Welcome to my first consultancy article of 2015! Last time, or last year I should say, we looked at my top ten tips for bid writing and how to structure your presentation. Now we are moving on to how you can keep the clients you will now have gained.

We are going to look at this as one of the key aspects of the Delivery Process. We need to bear in mind that a sound delivery process has twin purposes – to create happy clients who a) come back for more and b) refer other people to you. The accepted wisdom is that a happy client is worth two quality referrals, so it makes perfect sense to exploit this.

So, two of the most important goals arising out of your process are:

  • Seeking repeat business at the right moment (ideally when the client is at their happiest)
  • Seeking referrals at the same time

To these you could add a third goal, namely:

  • Working to a process to ensure there is no deviation from the core assignment, managing client expectations all the way, with checkpoint reviews

Why is this third goal important? Well, it is dangerous to assume that the client is happy, and that he or she understands and appreciates the difference you are making. In addition, you do not want to fall foul of an industry disease known as “scope creep”, where all sorts of little bits and pieces get tacked on to the work, not necessarily with an increase in fees, which risk the delivery deadline being compromised.

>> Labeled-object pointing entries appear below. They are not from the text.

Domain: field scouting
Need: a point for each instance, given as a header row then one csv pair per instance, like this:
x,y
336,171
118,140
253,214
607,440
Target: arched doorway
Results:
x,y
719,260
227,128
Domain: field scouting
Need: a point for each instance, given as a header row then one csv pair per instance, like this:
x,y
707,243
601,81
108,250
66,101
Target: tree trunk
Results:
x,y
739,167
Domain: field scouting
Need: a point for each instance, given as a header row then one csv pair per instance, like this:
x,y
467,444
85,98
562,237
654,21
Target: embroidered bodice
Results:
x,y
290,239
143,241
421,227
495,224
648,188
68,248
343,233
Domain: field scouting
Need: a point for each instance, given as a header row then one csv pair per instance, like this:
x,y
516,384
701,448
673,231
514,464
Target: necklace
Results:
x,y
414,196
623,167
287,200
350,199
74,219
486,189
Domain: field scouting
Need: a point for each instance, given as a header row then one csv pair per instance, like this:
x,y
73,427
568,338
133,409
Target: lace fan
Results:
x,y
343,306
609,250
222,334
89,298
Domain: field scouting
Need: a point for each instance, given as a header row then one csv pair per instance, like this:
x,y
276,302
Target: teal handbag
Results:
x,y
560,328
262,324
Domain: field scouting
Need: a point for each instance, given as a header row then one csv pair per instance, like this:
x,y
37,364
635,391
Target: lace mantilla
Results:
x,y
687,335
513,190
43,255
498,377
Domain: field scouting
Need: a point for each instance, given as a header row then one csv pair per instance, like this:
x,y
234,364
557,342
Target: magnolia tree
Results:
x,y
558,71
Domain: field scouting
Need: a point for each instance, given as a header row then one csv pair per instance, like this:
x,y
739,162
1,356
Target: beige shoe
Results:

A couple of other factors to bear in mind:

  1. If you are going to require support in order to deliver the work, make sure you only use top quality associates; to do otherwise is courting disaster.
  2. Keep a close eye on outputs and time, so that you don not give yourself too much to do against the clock.
  3. If the project is pretty much “full on”, try to carve out some time to keep up your networking and prospecting, so that you do everything possible to reduce the chance of moving from feast to famine.

 
Next time we will look at the importance of Trust and Relationships in establishing rapport with clients. Remember, if you think you are struggling with anything or would like to find out more, you can always contact me.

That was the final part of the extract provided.